À Hong Kong, pour qu’une signature numérique soit valide dans une procédure formelle ou juridique, elle doit être soutenue par un certificat numérique reconnu. Conformément à l’ordonnance sur les transactions électroniques, cette loi ne reconnaît que les signatures numériques qui répondent à des normes techniques et procédurales spécifiques.
À Singapour, en Malaisie, en Thaïlande et en Indonésie, les cadres juridiques relatifs aux signatures électroniques exigent également explicitement l’utilisation de “signatures numériques sécurisées”, qui doivent être liées de manière unique au signataire, générées de manière sécurisée et avoir la capacité d’identifier le signataire.
Ces normes juridiques exigent des signatures numériques chiffrées basées sur des valeurs de hachage pour être acceptées devant les tribunaux ou dans le cadre d’un règlement des différends. Par conséquent, les professionnels et les entreprises de la région doivent s’assurer que leurs fournisseurs de services de signature électronique proposent des solutions techniques soutenues par des certificats et conformes aux lois régionales.

Les fonctions de hachage sont les héros méconnus des systèmes de signature numérique, avec des caractéristiques telles que :
Ces caractéristiques garantissent que même la plus petite falsification corrompra la valeur de hachage et invalidera la signature numérique lors de la vérification.

Étant donné que l’intégrité des transactions numériques dépend de la sécurité des fonctions de hachage et du chiffrement des clés privées, voici quelques bonnes pratiques :
Si vous implantez une entreprise à Hong Kong ou si vous opérez en Asie du Sud-Est, il est essentiel de choisir un fournisseur de services de signature numérique qui comprenne les exigences légales locales et prenne en charge des normes de chiffrement robustes.
Bien que DocuSign et Adobe Sign soient les principaux produits du marché, eSignGlobal offre une alternative très intéressante pour répondre aux besoins de conformité locale, en particulier en ce qui concerne la souveraineté des données et les exigences relatives aux certificats locaux.
eSignGlobal n’est pas seulement une plateforme de signature, mais aussi un fournisseur de confiance numérique conforme aux réglementations en Asie. Son système s’appuie sur des autorités de certification locales et construit un mécanisme de signature numérique pris en charge par PKI qui répond aux exigences du chapitre 553 et des réglementations d’Asie du Sud-Est.
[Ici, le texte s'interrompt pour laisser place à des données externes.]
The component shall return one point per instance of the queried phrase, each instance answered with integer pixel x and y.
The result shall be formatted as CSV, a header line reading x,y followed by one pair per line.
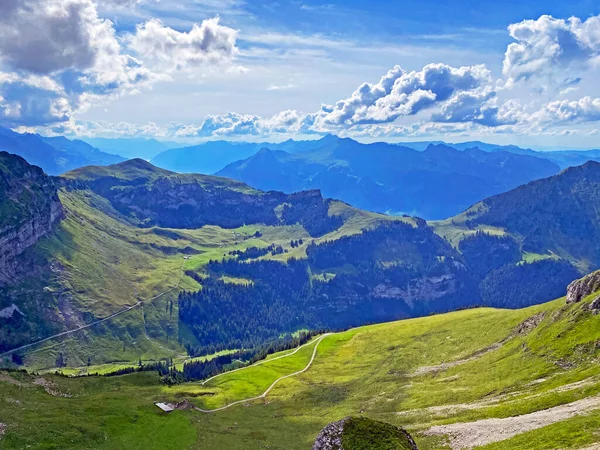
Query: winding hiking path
x,y
89,325
264,394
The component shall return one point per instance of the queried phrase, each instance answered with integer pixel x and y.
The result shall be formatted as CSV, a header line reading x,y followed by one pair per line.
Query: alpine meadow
x,y
295,225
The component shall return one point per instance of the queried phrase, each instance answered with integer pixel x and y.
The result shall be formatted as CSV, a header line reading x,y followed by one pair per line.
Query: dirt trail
x,y
472,434
264,394
112,316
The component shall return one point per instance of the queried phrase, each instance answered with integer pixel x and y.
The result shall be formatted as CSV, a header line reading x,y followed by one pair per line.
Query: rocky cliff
x,y
150,196
353,433
29,207
583,287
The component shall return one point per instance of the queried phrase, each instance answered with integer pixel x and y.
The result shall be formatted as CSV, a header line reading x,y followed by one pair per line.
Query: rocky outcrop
x,y
150,196
583,287
330,437
29,207
352,429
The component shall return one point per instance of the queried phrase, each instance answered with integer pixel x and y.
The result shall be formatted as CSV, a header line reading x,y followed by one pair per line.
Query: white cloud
x,y
586,109
50,35
207,43
548,42
401,93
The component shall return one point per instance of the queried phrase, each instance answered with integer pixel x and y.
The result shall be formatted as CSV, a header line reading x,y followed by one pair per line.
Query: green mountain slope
x,y
552,217
134,236
482,378
53,154
105,260
435,183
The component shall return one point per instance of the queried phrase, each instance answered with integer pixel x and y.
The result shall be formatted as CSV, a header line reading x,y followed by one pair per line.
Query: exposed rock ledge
x,y
332,436
583,287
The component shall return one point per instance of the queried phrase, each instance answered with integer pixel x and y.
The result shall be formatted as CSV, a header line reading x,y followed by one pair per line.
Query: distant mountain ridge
x,y
55,155
435,183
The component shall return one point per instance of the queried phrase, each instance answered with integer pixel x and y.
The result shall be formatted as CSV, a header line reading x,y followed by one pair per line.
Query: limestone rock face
x,y
583,287
353,432
29,207
330,437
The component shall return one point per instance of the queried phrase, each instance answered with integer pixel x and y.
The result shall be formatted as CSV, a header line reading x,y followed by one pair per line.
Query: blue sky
x,y
505,71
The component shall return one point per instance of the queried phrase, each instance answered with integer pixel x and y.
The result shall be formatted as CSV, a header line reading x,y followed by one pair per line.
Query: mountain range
x,y
100,239
55,155
434,184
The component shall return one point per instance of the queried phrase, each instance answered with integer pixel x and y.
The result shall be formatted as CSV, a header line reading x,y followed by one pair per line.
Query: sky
x,y
507,72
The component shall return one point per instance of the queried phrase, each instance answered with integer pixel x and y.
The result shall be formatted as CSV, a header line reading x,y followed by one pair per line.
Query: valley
x,y
143,285
482,364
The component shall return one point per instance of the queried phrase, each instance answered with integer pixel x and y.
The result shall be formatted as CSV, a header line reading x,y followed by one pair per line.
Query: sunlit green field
x,y
390,372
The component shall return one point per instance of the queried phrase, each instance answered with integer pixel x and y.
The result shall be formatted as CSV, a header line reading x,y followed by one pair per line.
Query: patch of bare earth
x,y
494,401
50,387
11,380
444,366
482,432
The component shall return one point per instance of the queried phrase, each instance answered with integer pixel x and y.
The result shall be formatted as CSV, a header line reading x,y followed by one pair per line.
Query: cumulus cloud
x,y
208,42
233,124
47,101
50,35
68,43
401,93
586,109
547,42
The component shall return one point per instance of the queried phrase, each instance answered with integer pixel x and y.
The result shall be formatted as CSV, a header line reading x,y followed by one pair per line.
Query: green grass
x,y
104,264
368,371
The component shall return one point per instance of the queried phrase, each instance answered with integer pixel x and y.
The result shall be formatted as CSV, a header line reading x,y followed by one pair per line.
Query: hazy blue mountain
x,y
564,158
435,183
210,157
132,147
54,155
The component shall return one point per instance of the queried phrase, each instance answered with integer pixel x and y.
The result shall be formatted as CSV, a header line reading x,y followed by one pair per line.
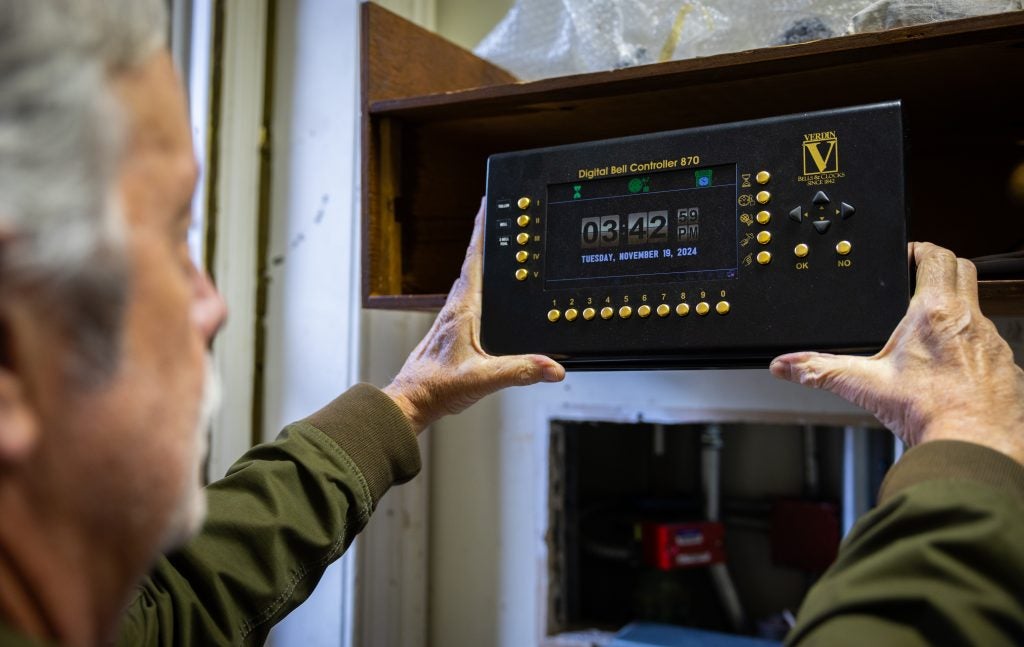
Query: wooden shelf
x,y
432,114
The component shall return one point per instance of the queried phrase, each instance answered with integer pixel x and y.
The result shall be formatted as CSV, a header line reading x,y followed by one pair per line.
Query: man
x,y
104,321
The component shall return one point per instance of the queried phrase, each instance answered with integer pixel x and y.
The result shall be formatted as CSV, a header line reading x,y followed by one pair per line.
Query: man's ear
x,y
18,423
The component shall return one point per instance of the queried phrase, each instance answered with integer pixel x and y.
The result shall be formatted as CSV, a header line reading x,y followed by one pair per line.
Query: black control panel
x,y
721,246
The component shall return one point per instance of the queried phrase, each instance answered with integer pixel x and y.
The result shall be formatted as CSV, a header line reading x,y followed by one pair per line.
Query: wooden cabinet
x,y
432,113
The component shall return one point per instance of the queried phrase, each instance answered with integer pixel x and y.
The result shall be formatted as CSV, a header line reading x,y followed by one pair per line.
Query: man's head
x,y
104,320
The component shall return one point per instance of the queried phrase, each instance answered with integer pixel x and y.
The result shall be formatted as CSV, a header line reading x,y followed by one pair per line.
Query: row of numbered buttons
x,y
625,312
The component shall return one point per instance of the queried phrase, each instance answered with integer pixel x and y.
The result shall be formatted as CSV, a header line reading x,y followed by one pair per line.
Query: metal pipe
x,y
812,478
711,457
711,471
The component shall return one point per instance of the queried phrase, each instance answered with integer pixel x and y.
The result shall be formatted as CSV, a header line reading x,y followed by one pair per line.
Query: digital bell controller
x,y
713,247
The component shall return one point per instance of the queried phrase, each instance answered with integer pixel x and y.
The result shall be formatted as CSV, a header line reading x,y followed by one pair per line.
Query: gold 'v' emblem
x,y
821,157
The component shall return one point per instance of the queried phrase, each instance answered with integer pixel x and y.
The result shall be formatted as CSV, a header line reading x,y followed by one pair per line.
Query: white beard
x,y
186,520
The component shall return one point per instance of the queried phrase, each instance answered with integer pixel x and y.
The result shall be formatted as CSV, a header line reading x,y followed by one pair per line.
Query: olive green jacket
x,y
940,561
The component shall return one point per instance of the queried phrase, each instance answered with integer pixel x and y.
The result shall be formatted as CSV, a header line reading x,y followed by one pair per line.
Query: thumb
x,y
847,376
524,370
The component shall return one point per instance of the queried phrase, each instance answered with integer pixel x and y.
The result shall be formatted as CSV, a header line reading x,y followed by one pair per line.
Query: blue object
x,y
654,635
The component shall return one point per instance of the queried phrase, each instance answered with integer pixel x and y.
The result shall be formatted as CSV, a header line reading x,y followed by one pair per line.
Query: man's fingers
x,y
936,270
967,282
471,277
847,376
524,370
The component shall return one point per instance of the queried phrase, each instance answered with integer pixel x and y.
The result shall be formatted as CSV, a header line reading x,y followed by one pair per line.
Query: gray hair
x,y
60,138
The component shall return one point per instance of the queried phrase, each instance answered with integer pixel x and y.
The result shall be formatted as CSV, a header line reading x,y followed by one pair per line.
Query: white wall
x,y
312,317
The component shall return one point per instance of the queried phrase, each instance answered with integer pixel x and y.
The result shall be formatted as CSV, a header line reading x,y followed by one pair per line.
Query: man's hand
x,y
944,374
449,371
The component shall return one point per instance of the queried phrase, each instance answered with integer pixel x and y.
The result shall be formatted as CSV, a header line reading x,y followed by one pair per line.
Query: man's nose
x,y
209,309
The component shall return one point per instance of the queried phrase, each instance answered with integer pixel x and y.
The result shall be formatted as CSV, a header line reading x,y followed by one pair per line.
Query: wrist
x,y
397,394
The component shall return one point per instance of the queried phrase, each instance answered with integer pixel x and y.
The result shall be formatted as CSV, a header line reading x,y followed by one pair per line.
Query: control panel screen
x,y
673,225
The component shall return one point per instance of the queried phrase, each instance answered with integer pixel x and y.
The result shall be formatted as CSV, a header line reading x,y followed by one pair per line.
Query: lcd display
x,y
673,225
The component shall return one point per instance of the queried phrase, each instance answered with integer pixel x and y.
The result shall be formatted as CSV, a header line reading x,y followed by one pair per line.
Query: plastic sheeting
x,y
549,38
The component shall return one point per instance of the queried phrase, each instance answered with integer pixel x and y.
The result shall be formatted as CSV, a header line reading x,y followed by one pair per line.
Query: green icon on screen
x,y
639,184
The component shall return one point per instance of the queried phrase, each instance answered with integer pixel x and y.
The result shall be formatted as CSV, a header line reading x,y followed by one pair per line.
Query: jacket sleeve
x,y
283,513
940,561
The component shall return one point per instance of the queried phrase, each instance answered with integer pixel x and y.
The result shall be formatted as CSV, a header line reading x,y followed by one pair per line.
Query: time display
x,y
623,229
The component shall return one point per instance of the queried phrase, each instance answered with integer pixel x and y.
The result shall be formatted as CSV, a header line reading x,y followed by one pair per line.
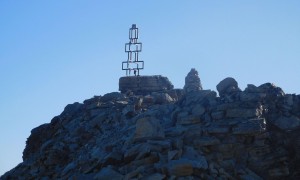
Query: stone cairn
x,y
192,81
250,134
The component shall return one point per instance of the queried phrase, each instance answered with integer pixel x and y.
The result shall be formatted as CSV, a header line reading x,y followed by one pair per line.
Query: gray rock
x,y
144,84
161,98
251,126
243,112
206,141
148,128
181,167
227,86
192,81
287,123
108,173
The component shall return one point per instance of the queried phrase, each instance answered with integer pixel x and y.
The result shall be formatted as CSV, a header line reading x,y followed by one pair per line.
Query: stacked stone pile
x,y
250,134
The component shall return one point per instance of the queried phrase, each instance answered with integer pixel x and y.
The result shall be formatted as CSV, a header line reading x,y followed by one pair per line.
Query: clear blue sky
x,y
53,53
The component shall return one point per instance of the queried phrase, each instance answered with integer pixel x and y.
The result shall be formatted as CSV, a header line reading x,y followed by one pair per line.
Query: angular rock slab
x,y
148,128
144,84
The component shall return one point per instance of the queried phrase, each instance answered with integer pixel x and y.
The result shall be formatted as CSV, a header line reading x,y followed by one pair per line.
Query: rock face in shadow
x,y
170,134
192,81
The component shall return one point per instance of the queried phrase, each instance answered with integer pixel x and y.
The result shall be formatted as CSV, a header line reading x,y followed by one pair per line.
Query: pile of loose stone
x,y
173,134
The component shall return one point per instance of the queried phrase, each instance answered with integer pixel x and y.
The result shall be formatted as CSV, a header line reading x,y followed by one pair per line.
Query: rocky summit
x,y
168,133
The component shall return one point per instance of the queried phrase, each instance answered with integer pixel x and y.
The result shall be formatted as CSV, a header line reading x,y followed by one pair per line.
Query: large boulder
x,y
144,84
148,128
192,81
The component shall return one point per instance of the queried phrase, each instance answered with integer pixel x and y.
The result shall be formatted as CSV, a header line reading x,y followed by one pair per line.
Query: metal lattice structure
x,y
133,48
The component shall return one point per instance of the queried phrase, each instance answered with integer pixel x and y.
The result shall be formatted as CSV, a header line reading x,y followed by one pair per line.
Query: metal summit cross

Comprendre que “une signature numérique est en fait un hachage chiffré” - le résultat de ce processus de chiffrement avancé - est essentiel pour reconnaître sa valeur et sa validité juridique. Alors que les réglementations à Hong Kong, à Singapour et en Asie du Sud-Est continuent de se durcir, les entreprises doivent aller au-delà des simples méthodes de signature électronique.
Choisir une solution juridiquement contraignante et conforme comme eSignGlobal garantit non seulement la sécurité et l’intégrité, mais apporte également la tranquillité d’esprit aux entreprises dans un environnement réglementaire complexe.
La valeur de hachage numérique peut être invisible pour les utilisateurs, mais c’est elle qui soutient discrètement la confiance, la légalité et la certitude à chaque signature numérique.